FEATURE
APHL Helps Close the Gaps
in Information
For every fatal overdose there are many
nonfatal overdoses. Without laboratory
data on those who leave the emergency
room alive, the US is fighting the
rapidly evolving opioid epidemic with
incomplete information.
APHL’s Opioid Biosurveillance Task
Force was created to close this gap. The
task force—an interdisciplinary team of
epidemiologists, national health officials
and scientists from commercial, forensic
and public health laboratories—aims to
help states institute testing programs
for biological specimens (primarily
urine samples) taken from individuals
who present at hospital emergency
departments with symptoms of opioid
overdoses.
The primary focus of the Task Force
is to provide guidance to jurisdictions
developing model surveillance
systems for use in tracking non-fatal
opioid overdoses at the state level. To
accomplish this, it has been hard at
work compiling a comprehensive Model
Biosurveillance Strategy resource, which
will include:
• Recommended testing platforms,
generally employing tandem mass
spectrometry
• Calibration and quality control
standards, including those available
free-of-charge through CDC
• Safety procedures for working
with drugs, especially fentanyl and
analogs.
• Staffing requirements
• Guidance on ascertaining legal
authority for access to overdose
patient specimens.
Opioid biosurveillance is also used in
assessing neonatal exposure to opioids
in utero through laboratory testing.
This testing may help identify cases
of Neonatal Abstinence Syndrome
(NAS), a constellation of signs and
symptoms of drug withdrawal. APHL
task force members collaborated with
the Council of State and Territorial
Epidemiologists (CSTE) to develop the
NAS case definition, which outlines
the criteria needed for surveillance of
this syndrome.
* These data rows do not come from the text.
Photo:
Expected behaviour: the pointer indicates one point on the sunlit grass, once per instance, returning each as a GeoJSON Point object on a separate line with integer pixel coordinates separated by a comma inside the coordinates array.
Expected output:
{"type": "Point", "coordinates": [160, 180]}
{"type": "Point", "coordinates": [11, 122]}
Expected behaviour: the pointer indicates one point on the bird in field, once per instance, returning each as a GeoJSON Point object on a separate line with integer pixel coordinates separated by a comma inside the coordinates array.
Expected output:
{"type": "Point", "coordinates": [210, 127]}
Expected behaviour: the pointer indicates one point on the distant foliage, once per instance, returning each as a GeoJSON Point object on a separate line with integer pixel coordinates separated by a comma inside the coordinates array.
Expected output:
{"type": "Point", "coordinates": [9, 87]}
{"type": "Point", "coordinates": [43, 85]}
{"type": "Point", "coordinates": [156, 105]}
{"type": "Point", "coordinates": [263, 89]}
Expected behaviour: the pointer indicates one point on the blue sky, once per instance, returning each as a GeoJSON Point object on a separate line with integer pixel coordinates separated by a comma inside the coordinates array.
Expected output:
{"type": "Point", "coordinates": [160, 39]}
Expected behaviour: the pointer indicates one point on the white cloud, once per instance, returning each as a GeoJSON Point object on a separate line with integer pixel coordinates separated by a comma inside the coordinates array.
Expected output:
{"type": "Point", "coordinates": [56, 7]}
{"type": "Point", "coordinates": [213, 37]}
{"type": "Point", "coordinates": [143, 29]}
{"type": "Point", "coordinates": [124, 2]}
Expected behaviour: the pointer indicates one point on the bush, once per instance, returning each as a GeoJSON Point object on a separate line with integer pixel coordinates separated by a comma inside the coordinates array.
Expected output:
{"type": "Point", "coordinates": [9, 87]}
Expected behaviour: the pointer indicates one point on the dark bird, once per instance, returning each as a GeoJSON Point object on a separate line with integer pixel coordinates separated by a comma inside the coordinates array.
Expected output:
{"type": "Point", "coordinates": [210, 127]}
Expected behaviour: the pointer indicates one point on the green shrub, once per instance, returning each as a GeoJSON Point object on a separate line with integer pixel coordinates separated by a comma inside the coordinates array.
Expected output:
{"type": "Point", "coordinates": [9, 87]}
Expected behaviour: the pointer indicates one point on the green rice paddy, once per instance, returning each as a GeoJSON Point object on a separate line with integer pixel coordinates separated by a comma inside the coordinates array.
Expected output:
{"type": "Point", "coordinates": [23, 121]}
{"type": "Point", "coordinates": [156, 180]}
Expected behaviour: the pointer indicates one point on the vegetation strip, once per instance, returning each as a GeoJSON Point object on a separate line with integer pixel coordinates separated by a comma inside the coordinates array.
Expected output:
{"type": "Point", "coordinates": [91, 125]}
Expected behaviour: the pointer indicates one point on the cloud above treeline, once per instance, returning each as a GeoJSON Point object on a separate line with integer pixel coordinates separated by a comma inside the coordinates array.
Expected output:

During the coming year,
the Task Force plans to explore issues
associated with NAS.
With input from Task Force members,
APHL created a toolkit to help
laboratories gain US Drug Enforcement
Administration registration, sponsored
a webinar on the safe handling of
fentanyls in the laboratory and helped
jumpstart the development of opioid
surveillance data systems for public
health laboratories.
To assist laboratories in developing
opioid biosurveillance programs,
APHL also offers travel scholarships to
vendor trainings and national biannual
LRN-C Technical Meetings, where staff
can receive training (Due to travel
restrictions associated with the ongoing
COVID-19 pandemic, these meetings and
trainings have been postponed).
— Gynene Sullivan
Trafficking Areas, or HIDTAs. These calls
alert the laboratory to newer street drugs
such as kratom, which is legal in many
states but has not yet been scheduled by
the DEA.
“People believe there are opioid-like
medicinal uses for it and that it’s less
dangerous than traditional opiates,”
Peterson said. “Initially, we didn’t have
kratom in our toxicology panel. That
was one of those instances where we
got information, expanded our testing
capabilities and then went back to
suspected exposures and were able to
detect it.”
In Rhode Island, King pointed to several
important questions: What drug
combinations are responsible for fatal
overdoses? Do non-fatal overdoses differ
in some way from fatal overdoses? Are
fentanyl analogs still a problem? Because
both the LRN-C and forensic toxicology
laboratories are part of the Rhode Island
State Health Laboratories, data can be
compared relatively easily.
In the Phoenix, Arizona area,
epidemiologist Kate Goodin, MS, MPH,
used drug testing analysis to work directly
with the community. Her department
worked with the DEA to learn about drug
use activity in various communities.
She then developed heat maps showing
increased density of fatal overdoses to
educate local leaders. “A lot of that was
a call to action,” she said. “It showed it
wasn’t just an urban core issue, which is
some of the stigma.”
(Goodin was epidemiology and data
services program manager at the
Maricopa County Department of Public
Health in Arizona last year. She is now
director of surveillance systems and
informatics at the Tennessee Department
of Health.)
Reliable partners can include community
organizations with a stake in the opioid
epidemic—such as those that focus
on criminal justice, homelessness and
mental health. The harm reduction
community is also actively engaged
in epidemic response efforts through
provision of needle exchange and safe
injection site services. For example,
Maricopa County has an intervention
program called MOSAIC that provides
incarcerated men and women intensive
life-skills training. The program focuses
on people who have histories of substance
abuse. This partnership led to a new
program in which Goodin’s department
tracked volunteers who had recently been
released from jail in order to collect data
related to drug use.
According to Goodin, because they’re
not toxicologists, epidemiologists have a
learning curve when interpreting the data.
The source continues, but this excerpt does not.